It’s the latest chapter in the sad tale of misogyny that women in Malta – and everywhere, really – continue to face.

If your first reaction to this heinous crime was to get all self-defensive and point out that not all men happen to be rapists, rather than see how you can help women and how you can help society change so that these things do not happen – then you’re part of the problem.

Make no mistake: what happened to Paulina Dembska could have happened to any other woman.  To your mother, your wife, your girlfriend, your sister, or your daughter.

The reality is that while rape and murder is the rare extreme, women face gender-based cases of harassment and abuse on a regular basis, all of which is a by-product of misogyny.

We’ve heard cases of this very same suspect, where he would message and harass a number of women, making requests for sexual interaction and even threatening to simply show up at their homes or place of work.

The sad thing is that this is something which is common for a woman to face.

Much has obviously been said in the aftermath of this case.

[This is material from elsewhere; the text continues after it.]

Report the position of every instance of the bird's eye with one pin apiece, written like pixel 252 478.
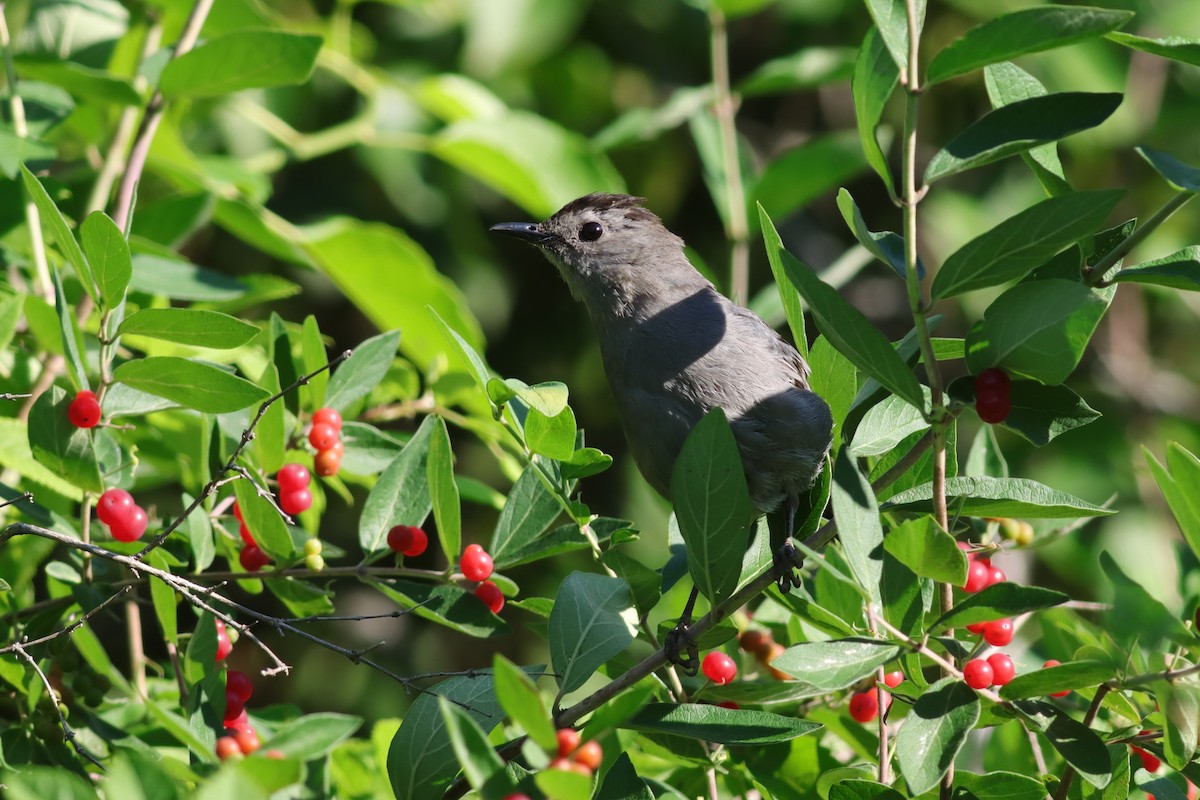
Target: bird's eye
pixel 591 230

Many have spoken of a need to improve the education which is offered in order for such misogynistic tendencies to be eradicated.

That is something one can get behind, but it will not solve the problem.  Children aren’t taught how they should or shouldn’t treat women at school: they’re taught that at home.  They pick up these things from their parents or those around them, and based on what they say and do.

That’s why you’re part of the problem if your first reaction was to say “ah but not all men are rapists – don’t look at me.” Because by doing that you’re ignoring your own responsibility to do something small to make the situation better.

So what can you do as a man to help? On the face of it, some really simple things: don’t objectify women; call out your friends when they make sexist comments or jokes; and when women tell you about experiences of harassment and sexism, don’t ignore them or play it down – listen to them.

If there was ever a time to come together as a society and make sure that a brutal murder like that of Paulina Dembska never happens again, it’s now.